Here’s something else you might enjoy: One of our readers, Melissa Wibom in Sunnyvale, California, sent me a link to a BBC Radio 4 program about Christmas carols. She had sent a link to one part of the series, one that mentioned our Boar’s Head Carol. Seth and I listened just yesterday… and in the process got hooked, enough that we wanted to listen to the entire ten part series. Each part is only about ten minutes long. It’s extremely entertaining and informative. Seth and I are not a “Here Comes Santa Claus” or “Rudolph the Red Nosed Reindeer” kind of people. Songs like that are all well and good, but they’re not very complex and they don’t have staying power. When we speak about Christmas lasting Twelve Days in this house, our house is filled with the kind of music you’ll hear in this program. It’s called A Cause for Caroling. The first part is at the bottom of the webpage, so start there. You will hear old old carols you may never have heard before, or carols that have some resonance of memory for you, songs you know in your bones and heart if not in your ear.
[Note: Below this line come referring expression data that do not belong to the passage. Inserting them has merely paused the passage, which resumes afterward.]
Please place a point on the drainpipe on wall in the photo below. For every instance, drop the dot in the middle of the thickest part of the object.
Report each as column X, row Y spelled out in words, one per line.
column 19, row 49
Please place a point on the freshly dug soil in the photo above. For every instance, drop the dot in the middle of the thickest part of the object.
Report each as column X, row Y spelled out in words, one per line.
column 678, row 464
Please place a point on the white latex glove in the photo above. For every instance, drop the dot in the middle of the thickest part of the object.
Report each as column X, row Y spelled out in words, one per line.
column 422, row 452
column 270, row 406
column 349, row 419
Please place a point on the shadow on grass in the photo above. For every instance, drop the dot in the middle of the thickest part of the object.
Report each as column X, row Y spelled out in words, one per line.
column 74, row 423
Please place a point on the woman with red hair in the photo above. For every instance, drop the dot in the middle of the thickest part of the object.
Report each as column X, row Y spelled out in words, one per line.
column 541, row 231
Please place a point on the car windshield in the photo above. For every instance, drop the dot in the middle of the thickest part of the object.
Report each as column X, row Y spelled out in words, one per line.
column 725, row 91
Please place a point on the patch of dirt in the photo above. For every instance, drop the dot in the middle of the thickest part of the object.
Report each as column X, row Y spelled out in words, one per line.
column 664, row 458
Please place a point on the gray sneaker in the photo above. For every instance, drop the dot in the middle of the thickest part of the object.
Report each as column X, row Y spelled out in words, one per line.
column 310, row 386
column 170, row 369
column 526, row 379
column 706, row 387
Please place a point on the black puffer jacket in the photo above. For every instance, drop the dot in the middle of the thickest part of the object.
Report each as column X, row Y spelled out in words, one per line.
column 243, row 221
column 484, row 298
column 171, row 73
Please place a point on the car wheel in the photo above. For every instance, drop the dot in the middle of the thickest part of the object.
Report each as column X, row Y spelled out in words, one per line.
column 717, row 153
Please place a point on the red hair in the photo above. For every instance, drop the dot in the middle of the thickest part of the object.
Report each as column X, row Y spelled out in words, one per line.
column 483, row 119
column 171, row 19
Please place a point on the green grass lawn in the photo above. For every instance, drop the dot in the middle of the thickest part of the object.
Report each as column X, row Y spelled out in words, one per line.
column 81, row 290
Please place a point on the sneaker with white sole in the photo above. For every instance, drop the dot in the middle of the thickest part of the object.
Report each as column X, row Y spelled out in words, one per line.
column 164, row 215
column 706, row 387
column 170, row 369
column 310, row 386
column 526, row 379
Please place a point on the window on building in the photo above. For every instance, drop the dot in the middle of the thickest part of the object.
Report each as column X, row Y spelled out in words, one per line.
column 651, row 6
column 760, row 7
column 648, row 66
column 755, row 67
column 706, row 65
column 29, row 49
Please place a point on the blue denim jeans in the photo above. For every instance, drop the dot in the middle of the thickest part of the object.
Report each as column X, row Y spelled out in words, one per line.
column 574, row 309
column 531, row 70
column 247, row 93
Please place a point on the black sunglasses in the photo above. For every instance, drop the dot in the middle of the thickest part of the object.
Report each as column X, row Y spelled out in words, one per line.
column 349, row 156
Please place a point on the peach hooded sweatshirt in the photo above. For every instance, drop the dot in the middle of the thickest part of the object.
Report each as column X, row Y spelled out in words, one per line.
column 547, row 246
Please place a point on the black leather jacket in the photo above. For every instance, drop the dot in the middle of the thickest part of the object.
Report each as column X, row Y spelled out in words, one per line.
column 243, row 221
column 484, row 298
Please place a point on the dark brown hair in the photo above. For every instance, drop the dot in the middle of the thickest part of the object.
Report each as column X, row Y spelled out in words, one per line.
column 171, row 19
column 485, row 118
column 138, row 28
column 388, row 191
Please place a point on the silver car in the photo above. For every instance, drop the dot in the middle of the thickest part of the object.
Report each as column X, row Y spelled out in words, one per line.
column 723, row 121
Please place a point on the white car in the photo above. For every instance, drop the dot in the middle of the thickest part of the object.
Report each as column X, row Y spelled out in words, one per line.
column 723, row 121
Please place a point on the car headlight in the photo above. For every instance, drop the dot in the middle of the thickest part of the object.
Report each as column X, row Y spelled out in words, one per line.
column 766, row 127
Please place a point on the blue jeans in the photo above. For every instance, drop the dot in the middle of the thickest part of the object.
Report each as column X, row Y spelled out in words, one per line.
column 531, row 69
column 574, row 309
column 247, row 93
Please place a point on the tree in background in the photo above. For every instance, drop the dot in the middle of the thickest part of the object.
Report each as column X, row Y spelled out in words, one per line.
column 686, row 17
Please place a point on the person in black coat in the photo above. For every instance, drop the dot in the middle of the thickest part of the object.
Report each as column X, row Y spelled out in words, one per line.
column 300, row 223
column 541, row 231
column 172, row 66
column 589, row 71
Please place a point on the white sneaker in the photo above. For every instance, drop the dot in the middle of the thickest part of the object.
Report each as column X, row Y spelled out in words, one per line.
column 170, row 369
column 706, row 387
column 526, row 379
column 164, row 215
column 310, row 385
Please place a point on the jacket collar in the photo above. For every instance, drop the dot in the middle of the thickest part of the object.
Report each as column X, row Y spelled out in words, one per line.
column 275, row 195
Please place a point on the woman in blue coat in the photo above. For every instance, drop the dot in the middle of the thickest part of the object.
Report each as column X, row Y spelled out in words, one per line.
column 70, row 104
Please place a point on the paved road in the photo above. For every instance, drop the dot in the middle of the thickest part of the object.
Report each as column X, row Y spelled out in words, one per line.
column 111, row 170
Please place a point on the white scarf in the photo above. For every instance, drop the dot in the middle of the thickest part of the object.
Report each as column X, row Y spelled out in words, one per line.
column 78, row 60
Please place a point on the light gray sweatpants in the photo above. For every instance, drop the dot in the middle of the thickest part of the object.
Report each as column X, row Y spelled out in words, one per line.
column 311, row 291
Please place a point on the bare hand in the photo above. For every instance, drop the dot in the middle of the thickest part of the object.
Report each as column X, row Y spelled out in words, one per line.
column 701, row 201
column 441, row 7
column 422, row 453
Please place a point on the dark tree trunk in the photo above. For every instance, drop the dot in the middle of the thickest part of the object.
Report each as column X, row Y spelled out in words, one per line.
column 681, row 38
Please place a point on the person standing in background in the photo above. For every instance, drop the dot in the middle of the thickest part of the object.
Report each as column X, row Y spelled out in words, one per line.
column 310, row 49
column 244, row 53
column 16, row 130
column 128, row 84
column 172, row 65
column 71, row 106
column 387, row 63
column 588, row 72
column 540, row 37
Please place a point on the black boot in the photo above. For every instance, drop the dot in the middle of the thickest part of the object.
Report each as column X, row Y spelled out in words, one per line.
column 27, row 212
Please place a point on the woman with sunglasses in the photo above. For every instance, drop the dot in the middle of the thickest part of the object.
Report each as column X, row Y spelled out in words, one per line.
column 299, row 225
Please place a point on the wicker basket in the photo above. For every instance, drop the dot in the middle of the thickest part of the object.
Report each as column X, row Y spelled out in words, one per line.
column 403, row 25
So go, feast and be merry. Listen and enjoy. You, too, will shout with the likes of Seth and me and all through the ages hailing this dark and mysterious midwinter time: “Welcome, Yule!”

 

Image: “Sentimental Ballad” by Grant Wood, 1940, oil on masonite, 24 x 50 inches, New Britain Museum of American Art. [Public domain] via Wikimedia Commons. As the image may suggest, there’s always someone who doesn’t like Christmas carols. We, however, do. The image also follows something you’ll learn listening to the BBC program: Christmas carols are, by and large, things that came out of pubs, not churches… which may explain why Christmas was banned in Puritan England. Music of the people, earthbound hymns. Cheers!